El viejo hormigón es joven. Un material creado en el siglo XIX sobre el modelo inmemorial de los morteros clásicos, y desarrollado en el XX hasta cotas insólitas de innovación técnica y atrevimiento arquitectónico, ha entrado en el XXI como un recurso estructural y constructivo radicalmente renovado por la investigación científica y las exploraciones estéticas. Duro cuando fragua y fluido mientras fresco, este material paradójico merece bien la denominación de piedra líquida, porque ese oxímoron apocopa su doble condición seca y mojada, sólida y blanda, áspera y suave. En nuestro título, su estado todavía moldeable hace alusión a la terminación muy reciente de las obras publicadas, metafóricamente susceptibles de sufrir la imprimación de huellas; pero también hace referencia a la naturaleza inesperada e inventiva de las mismas, que explotan sin prejuicios ni envaramiento formal las posibilidades plásticas del hormigón.

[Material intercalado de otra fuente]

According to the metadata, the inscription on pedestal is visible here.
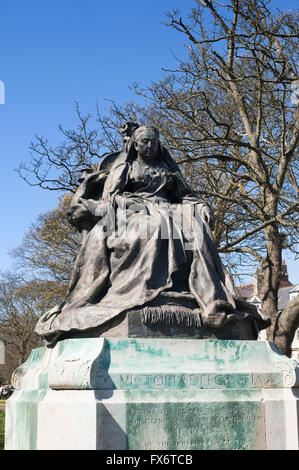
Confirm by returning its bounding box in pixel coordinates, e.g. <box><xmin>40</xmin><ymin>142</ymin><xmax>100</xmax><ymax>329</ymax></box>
<box><xmin>127</xmin><ymin>402</ymin><xmax>265</xmax><ymax>450</ymax></box>
<box><xmin>110</xmin><ymin>373</ymin><xmax>283</xmax><ymax>390</ymax></box>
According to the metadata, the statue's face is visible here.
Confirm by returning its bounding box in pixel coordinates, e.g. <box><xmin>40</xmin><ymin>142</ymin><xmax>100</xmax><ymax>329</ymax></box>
<box><xmin>134</xmin><ymin>129</ymin><xmax>159</xmax><ymax>163</ymax></box>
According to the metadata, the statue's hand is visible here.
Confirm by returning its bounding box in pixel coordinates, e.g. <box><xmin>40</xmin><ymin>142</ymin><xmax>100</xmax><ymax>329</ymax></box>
<box><xmin>199</xmin><ymin>204</ymin><xmax>215</xmax><ymax>230</ymax></box>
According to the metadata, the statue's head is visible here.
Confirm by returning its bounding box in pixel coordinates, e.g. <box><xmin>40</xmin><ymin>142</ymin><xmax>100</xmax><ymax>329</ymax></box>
<box><xmin>128</xmin><ymin>126</ymin><xmax>161</xmax><ymax>163</ymax></box>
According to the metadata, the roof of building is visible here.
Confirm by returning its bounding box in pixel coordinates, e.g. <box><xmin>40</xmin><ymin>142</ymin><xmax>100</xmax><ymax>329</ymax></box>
<box><xmin>290</xmin><ymin>284</ymin><xmax>299</xmax><ymax>292</ymax></box>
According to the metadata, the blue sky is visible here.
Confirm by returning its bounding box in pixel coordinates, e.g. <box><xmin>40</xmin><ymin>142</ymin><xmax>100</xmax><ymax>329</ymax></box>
<box><xmin>0</xmin><ymin>0</ymin><xmax>299</xmax><ymax>283</ymax></box>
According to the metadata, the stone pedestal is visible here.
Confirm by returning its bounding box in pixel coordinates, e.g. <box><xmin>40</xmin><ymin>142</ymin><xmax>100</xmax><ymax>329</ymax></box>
<box><xmin>5</xmin><ymin>338</ymin><xmax>299</xmax><ymax>450</ymax></box>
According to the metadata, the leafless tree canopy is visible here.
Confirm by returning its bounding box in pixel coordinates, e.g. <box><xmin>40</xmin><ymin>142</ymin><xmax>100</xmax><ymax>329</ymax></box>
<box><xmin>15</xmin><ymin>0</ymin><xmax>299</xmax><ymax>352</ymax></box>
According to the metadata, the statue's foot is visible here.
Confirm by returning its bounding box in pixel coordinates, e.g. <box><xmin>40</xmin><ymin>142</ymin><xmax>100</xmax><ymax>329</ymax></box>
<box><xmin>203</xmin><ymin>312</ymin><xmax>227</xmax><ymax>328</ymax></box>
<box><xmin>202</xmin><ymin>300</ymin><xmax>232</xmax><ymax>328</ymax></box>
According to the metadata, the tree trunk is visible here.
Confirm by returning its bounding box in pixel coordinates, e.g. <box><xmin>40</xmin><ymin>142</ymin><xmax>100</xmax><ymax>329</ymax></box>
<box><xmin>260</xmin><ymin>226</ymin><xmax>282</xmax><ymax>340</ymax></box>
<box><xmin>273</xmin><ymin>295</ymin><xmax>299</xmax><ymax>357</ymax></box>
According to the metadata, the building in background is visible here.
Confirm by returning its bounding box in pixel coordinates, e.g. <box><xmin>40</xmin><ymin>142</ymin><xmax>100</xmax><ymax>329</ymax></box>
<box><xmin>237</xmin><ymin>260</ymin><xmax>299</xmax><ymax>360</ymax></box>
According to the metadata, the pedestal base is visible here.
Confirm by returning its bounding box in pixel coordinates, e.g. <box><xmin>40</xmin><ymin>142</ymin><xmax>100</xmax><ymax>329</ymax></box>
<box><xmin>5</xmin><ymin>338</ymin><xmax>299</xmax><ymax>450</ymax></box>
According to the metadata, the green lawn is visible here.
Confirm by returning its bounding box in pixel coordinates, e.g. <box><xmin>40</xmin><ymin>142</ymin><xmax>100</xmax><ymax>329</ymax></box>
<box><xmin>0</xmin><ymin>410</ymin><xmax>5</xmax><ymax>450</ymax></box>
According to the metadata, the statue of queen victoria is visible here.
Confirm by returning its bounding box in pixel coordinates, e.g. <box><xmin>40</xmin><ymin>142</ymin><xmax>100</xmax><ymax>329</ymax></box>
<box><xmin>36</xmin><ymin>123</ymin><xmax>269</xmax><ymax>342</ymax></box>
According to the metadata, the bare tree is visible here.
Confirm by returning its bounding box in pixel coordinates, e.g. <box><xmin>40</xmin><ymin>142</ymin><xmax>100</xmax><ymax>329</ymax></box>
<box><xmin>17</xmin><ymin>0</ymin><xmax>299</xmax><ymax>352</ymax></box>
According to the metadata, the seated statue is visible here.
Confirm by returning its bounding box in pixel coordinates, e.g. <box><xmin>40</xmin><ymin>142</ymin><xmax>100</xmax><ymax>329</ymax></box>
<box><xmin>36</xmin><ymin>123</ymin><xmax>269</xmax><ymax>342</ymax></box>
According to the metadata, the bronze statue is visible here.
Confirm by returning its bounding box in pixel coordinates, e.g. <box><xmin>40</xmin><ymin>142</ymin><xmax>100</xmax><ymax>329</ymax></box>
<box><xmin>36</xmin><ymin>123</ymin><xmax>268</xmax><ymax>342</ymax></box>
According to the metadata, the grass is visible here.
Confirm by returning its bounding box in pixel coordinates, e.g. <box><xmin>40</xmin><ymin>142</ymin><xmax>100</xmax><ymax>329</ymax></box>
<box><xmin>0</xmin><ymin>410</ymin><xmax>5</xmax><ymax>450</ymax></box>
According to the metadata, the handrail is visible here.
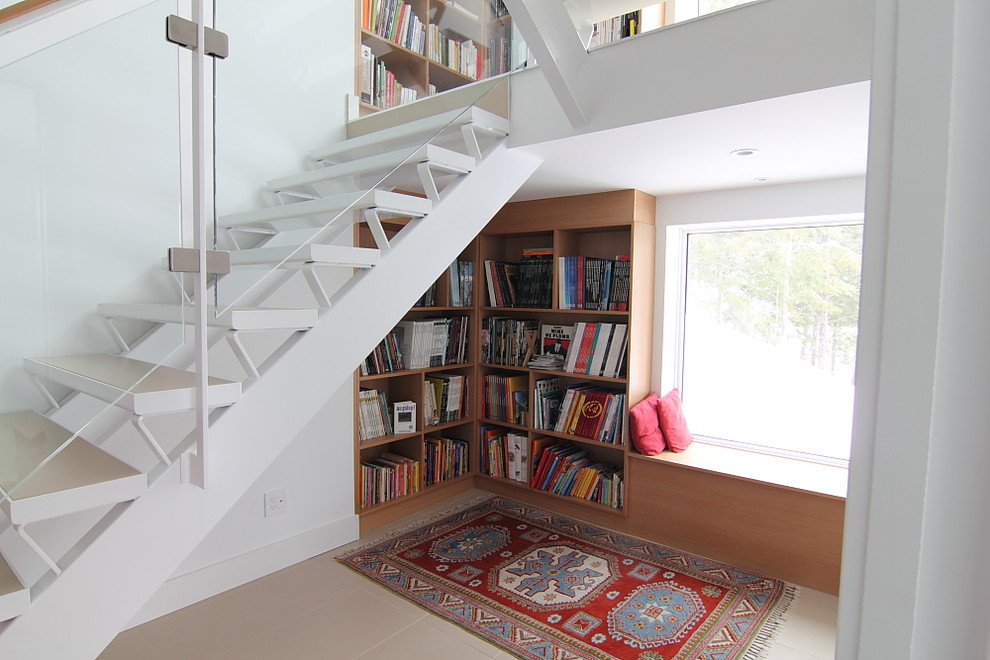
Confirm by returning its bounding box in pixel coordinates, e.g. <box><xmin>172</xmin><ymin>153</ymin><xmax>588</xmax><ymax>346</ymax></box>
<box><xmin>0</xmin><ymin>0</ymin><xmax>59</xmax><ymax>24</ymax></box>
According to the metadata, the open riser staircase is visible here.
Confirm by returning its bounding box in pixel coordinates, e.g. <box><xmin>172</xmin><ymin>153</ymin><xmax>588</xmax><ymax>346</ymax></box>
<box><xmin>0</xmin><ymin>102</ymin><xmax>539</xmax><ymax>659</ymax></box>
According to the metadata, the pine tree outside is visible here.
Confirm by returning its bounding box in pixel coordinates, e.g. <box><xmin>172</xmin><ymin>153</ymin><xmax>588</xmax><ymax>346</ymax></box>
<box><xmin>678</xmin><ymin>224</ymin><xmax>862</xmax><ymax>462</ymax></box>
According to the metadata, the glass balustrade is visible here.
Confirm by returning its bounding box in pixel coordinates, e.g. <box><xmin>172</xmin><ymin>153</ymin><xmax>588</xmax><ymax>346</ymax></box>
<box><xmin>0</xmin><ymin>0</ymin><xmax>185</xmax><ymax>503</ymax></box>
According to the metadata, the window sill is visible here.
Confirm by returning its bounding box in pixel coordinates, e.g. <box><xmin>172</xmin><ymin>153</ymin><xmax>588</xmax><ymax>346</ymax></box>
<box><xmin>629</xmin><ymin>441</ymin><xmax>849</xmax><ymax>500</ymax></box>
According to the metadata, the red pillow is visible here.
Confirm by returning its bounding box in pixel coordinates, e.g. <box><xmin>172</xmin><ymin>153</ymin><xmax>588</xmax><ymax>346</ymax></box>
<box><xmin>629</xmin><ymin>392</ymin><xmax>667</xmax><ymax>456</ymax></box>
<box><xmin>657</xmin><ymin>387</ymin><xmax>693</xmax><ymax>452</ymax></box>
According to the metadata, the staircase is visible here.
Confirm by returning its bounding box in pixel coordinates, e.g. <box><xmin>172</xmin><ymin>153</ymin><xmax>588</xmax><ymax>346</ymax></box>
<box><xmin>0</xmin><ymin>99</ymin><xmax>538</xmax><ymax>659</ymax></box>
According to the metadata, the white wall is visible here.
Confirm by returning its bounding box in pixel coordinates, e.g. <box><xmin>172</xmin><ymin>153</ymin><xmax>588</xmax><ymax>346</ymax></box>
<box><xmin>145</xmin><ymin>0</ymin><xmax>362</xmax><ymax>623</ymax></box>
<box><xmin>652</xmin><ymin>177</ymin><xmax>866</xmax><ymax>391</ymax></box>
<box><xmin>510</xmin><ymin>0</ymin><xmax>874</xmax><ymax>146</ymax></box>
<box><xmin>836</xmin><ymin>0</ymin><xmax>990</xmax><ymax>660</ymax></box>
<box><xmin>0</xmin><ymin>3</ymin><xmax>180</xmax><ymax>412</ymax></box>
<box><xmin>0</xmin><ymin>0</ymin><xmax>362</xmax><ymax>618</ymax></box>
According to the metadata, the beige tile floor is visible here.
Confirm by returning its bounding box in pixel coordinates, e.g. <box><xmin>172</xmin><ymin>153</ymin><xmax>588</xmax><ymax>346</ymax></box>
<box><xmin>99</xmin><ymin>491</ymin><xmax>837</xmax><ymax>660</ymax></box>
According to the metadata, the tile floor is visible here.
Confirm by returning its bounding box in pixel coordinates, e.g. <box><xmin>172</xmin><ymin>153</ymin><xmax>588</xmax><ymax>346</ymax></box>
<box><xmin>99</xmin><ymin>491</ymin><xmax>837</xmax><ymax>660</ymax></box>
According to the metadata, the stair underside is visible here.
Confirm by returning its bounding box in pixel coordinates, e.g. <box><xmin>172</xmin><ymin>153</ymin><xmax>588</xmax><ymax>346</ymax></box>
<box><xmin>97</xmin><ymin>306</ymin><xmax>319</xmax><ymax>330</ymax></box>
<box><xmin>0</xmin><ymin>411</ymin><xmax>147</xmax><ymax>525</ymax></box>
<box><xmin>217</xmin><ymin>190</ymin><xmax>432</xmax><ymax>231</ymax></box>
<box><xmin>308</xmin><ymin>106</ymin><xmax>509</xmax><ymax>161</ymax></box>
<box><xmin>267</xmin><ymin>144</ymin><xmax>477</xmax><ymax>192</ymax></box>
<box><xmin>24</xmin><ymin>354</ymin><xmax>241</xmax><ymax>415</ymax></box>
<box><xmin>230</xmin><ymin>243</ymin><xmax>381</xmax><ymax>268</ymax></box>
<box><xmin>0</xmin><ymin>557</ymin><xmax>31</xmax><ymax>621</ymax></box>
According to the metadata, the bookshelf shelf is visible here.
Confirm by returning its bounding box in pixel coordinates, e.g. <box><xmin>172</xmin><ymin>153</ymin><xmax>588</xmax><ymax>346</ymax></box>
<box><xmin>354</xmin><ymin>0</ymin><xmax>527</xmax><ymax>115</ymax></box>
<box><xmin>358</xmin><ymin>431</ymin><xmax>423</xmax><ymax>449</ymax></box>
<box><xmin>478</xmin><ymin>474</ymin><xmax>624</xmax><ymax>516</ymax></box>
<box><xmin>481</xmin><ymin>307</ymin><xmax>629</xmax><ymax>318</ymax></box>
<box><xmin>355</xmin><ymin>190</ymin><xmax>656</xmax><ymax>528</ymax></box>
<box><xmin>533</xmin><ymin>429</ymin><xmax>625</xmax><ymax>451</ymax></box>
<box><xmin>358</xmin><ymin>362</ymin><xmax>471</xmax><ymax>383</ymax></box>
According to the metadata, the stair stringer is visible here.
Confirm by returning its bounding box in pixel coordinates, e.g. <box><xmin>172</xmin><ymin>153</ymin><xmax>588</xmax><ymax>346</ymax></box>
<box><xmin>0</xmin><ymin>143</ymin><xmax>540</xmax><ymax>660</ymax></box>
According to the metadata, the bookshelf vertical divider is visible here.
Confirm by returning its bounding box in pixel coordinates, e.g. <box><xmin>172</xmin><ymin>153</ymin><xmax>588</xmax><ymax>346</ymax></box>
<box><xmin>354</xmin><ymin>190</ymin><xmax>656</xmax><ymax>529</ymax></box>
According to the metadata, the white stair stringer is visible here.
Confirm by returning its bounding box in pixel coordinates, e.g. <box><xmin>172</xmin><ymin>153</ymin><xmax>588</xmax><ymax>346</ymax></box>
<box><xmin>0</xmin><ymin>144</ymin><xmax>539</xmax><ymax>660</ymax></box>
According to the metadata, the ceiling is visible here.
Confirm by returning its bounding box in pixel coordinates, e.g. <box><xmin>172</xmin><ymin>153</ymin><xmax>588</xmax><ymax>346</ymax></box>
<box><xmin>513</xmin><ymin>82</ymin><xmax>870</xmax><ymax>201</ymax></box>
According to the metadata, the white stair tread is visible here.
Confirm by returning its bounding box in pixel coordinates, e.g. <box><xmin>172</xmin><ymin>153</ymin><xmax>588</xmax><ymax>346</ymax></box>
<box><xmin>0</xmin><ymin>411</ymin><xmax>148</xmax><ymax>524</ymax></box>
<box><xmin>267</xmin><ymin>144</ymin><xmax>477</xmax><ymax>192</ymax></box>
<box><xmin>97</xmin><ymin>306</ymin><xmax>319</xmax><ymax>330</ymax></box>
<box><xmin>308</xmin><ymin>106</ymin><xmax>509</xmax><ymax>161</ymax></box>
<box><xmin>24</xmin><ymin>354</ymin><xmax>241</xmax><ymax>415</ymax></box>
<box><xmin>0</xmin><ymin>557</ymin><xmax>31</xmax><ymax>621</ymax></box>
<box><xmin>217</xmin><ymin>190</ymin><xmax>432</xmax><ymax>231</ymax></box>
<box><xmin>230</xmin><ymin>244</ymin><xmax>381</xmax><ymax>268</ymax></box>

La contradicción inherente a sus dos estados sucesivos —la sensualidad húmeda de la pasta, escurridiza como un torrente o dócil como arcilla de alfarero, frente a la rotundidad inalterable del cemento fraguado— ofrece asimismo una ilustración reticente de su doble rostro público y profesional: emblema admirable de la cultura constructiva paleotécnica o símbolo ominoso de la urbanización sin escrúpulos; vehículo de la ingeniería heroica de puentes, torres y túneles o instrumento de la colmatación edificada de ciudades y costas; y recurso insustituible de la arquitectura de vocación escultórica y gusto por las texturas o medio inhóspito para los partidarios de la construcción seca y ligera. Entre el bulto y el búnker, el hormigón transita con aplomo por unos paisajes contemporáneos en los que ofrece gravedad material e inercia térmica, locuacidad estructural e inercia mecánica, expresividad volumétrica e inercia artística.

Se ha recorrido un largo camino desde los balbuceos sabios de Perret, las intuiciones calculadas de Freyssinet y las invenciones sintácticas de Le Corbusier. Esa ruta, que ha tenido hitos deslumbrantes con Nervi, Saarinen, Niemeyer o Tange, y enhebrado también su trayecto mediante extraordinarios ingenieros y arquitectos hispanos, desde Torroja y Candela hasta Fisac o el propio Calatrava, transita hoy por lugares que resultarían desconocidos para muchos de sus protagonistas: la emoción es más importante que el cálculo, las superficies son más estudiadas que las estructuras, y la química prima sobre la física. Pocos de los grandes nombres del hormigón en el siglo XX describirían sus obras como esculturas habitadas, y sin embargo éste es el rótulo que mejor se ajusta a los proyectos que se asoman al umbral del siglo XXI: los grandes logros técnicos de esta hora se han puesto al servicio de la innovación formal y el estilismo estético.